…10
- Castigo corpus.
…11
- Castigo corpus.
…12
- Castigo corpus meum et in
servitutem redigo in Dominum, -dijo finalmente, con total devoción.
Puso el flagelo en el piso, junto
a sus rodillas, no sin antes limpiarle fervorosamente la sangre. Dejarla sería una muestra de
vanidad por haber soportado sin quejarse. Se cubrió la espalda con cuidado.
Había hecho mal en sentirse
orgulloso, y lo sabía. No importaba que los Reyes Católicos hubieran sobreseído
la iniciativa de fray Hernando de Talavera y lo hubieran nombrado a él, Tomás,
Inquisidor General. El orgullo era pecado. Pero se había arrepentido y ahora estaba
purificado. Además, portaba en la cintura el incómodo cilicio de alambre por debajo de la
túnica, como penitencia.
No sin mucho trabajo, se puso de
pie. Tras toda una vida de dedicación a la orden de los dominicos, a sus 62
años sus rodillas se quejaban cuando se levantaba de esa posición. Crujieron, pero él no se quejó.
Tomó el sencillo crucifijo de
madera de la pared y salió de su austera celda. Notó que sus sandalias hacían
un ruido peculiar, como si se hubieran roto y arrastraran una correa. Todavía no
era correcto desear unas sandalias nuevas, cuando el Señor había caminado
cuarenta días en el desierto con las suyas. Inmediatamente, trató de borrar
esto de su mente. ¡No era correcto compararse con Jesús! (¡alabado sea su
Nombre!) Por un momento, consideró regresar a su celda por otros doce flagelos
– el número de los apóstoles – pero eso tendría que esperar. Era imperativo ver
a los reyes. Se ciñó más el cilicio y, con una punzada de dolor, sintió cómo perforaba la piel de su
cintura. Bien. Con eso bastaría.
Con paso firme, Tomás de
Torquemada, Inquisidor General del Santo Oficio, entró al salón del trono, sin
esperar a ser anunciado. ¡Qué frivolidad! Siempre había considerado las
ceremonias reales como una pérdida de tiempo, que bien podría ser mejor
aprovechado dedicado a la meditación y al arrepentimiento. En fin. El rey
Fernando y la reina Isabel parecían desconcertados. Era claro que ya sabían que
él estaba en completo desacuerdo con la situación y era obvio que no sabían
cómo reaccionaría él.
- Sus majestades, -dijo,
inclinando levemente la cabeza.
Los reyes asintieron con la
cabeza, invitándole a hablar.
Levantó su crucifijo por encima
de su cabeza, asegurándose que todos en el salón lo identificaran.
- La misión que vuestras reales
personas encargaron a este humilde siervo de Dios fue la de definir los
objetivos y organizar los métodos del Santo Oficio.
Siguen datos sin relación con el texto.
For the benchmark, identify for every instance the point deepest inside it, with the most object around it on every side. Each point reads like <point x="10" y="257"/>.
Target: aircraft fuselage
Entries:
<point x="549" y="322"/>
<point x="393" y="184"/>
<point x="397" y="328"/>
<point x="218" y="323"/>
Para este fin, hemos
perseguido y enjuiciado a muchos malos católicos y falsos conversos. Pero han
llegado a mis oídos hechos que la corona ha tenido a bien dar por sentados,
cual si de una simple casa mercantil se tratase.
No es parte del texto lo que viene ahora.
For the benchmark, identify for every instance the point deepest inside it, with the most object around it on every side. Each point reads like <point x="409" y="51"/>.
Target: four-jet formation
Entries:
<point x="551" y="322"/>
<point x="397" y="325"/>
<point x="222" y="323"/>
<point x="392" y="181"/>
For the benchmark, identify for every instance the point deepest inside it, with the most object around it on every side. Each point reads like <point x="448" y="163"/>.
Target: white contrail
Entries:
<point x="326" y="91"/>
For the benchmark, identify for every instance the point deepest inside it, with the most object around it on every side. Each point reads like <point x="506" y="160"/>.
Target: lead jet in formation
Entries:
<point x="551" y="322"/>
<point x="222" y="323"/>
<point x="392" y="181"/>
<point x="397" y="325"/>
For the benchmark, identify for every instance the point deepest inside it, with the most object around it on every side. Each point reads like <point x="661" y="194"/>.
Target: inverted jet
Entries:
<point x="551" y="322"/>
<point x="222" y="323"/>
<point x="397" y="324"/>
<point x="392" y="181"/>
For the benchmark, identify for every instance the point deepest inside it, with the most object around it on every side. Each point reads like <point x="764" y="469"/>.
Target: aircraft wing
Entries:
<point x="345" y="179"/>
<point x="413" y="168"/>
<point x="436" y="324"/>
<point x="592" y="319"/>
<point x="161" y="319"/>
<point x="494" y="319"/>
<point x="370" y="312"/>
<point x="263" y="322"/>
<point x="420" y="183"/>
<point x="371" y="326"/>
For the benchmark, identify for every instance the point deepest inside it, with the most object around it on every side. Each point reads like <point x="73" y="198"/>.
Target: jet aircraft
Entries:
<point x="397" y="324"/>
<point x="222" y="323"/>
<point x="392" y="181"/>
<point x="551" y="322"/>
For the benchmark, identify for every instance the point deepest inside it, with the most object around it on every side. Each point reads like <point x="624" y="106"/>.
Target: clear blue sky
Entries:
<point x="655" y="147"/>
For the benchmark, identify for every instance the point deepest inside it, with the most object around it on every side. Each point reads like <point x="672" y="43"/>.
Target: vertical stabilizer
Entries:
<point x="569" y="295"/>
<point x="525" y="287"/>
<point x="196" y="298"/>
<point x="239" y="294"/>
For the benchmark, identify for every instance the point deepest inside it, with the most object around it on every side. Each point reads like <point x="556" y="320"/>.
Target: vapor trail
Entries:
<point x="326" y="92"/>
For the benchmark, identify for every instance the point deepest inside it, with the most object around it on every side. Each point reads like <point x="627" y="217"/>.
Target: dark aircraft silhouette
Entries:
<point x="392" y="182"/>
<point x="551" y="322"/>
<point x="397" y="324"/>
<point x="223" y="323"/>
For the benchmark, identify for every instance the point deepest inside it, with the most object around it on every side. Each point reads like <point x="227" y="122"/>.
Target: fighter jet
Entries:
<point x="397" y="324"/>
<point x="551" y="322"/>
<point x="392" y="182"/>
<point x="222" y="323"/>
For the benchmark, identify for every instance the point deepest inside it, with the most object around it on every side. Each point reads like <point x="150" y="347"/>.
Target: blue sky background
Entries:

- ¡Los judíos conversos están
ofreciendo tesoros y propiedades a la corona para evitar que la Inquisición los
investigue! ¡Pretenden comprar el favor divino! ¡Esto es inaceptable!
Mientras
hablaba, agitaba el crucifijo, puntuando sus palabras.
- Señores, aquí traigo a
Jesucristo, a quien Judas vendió por 30 dineros y entregó a sus perseguidores;
si os parece bien, vendedle vosotros por más precio y entregadle a sus
enemigos, que yo me descargo de este oficio; vosotros daréis a Dios cuentas de
vuestro contrato.
Y dejándoles el crucifijo,
abandonó el palacio.
Un par de horas después, un paje
lo encontró. Interrumpiendo sus oraciones de la hora nona, le comunicó la
decisión de sus majestades Don Fernando y Doña Isabel: Todos los judíos
conversos de los que se dudara probidad, serían sujetos a ser investigados por
la Inquisición.
Tomás de Torquemada sonrió,
satisfecho. En su celda, lo esperaban más flagelaciones. La vanidad era pecado.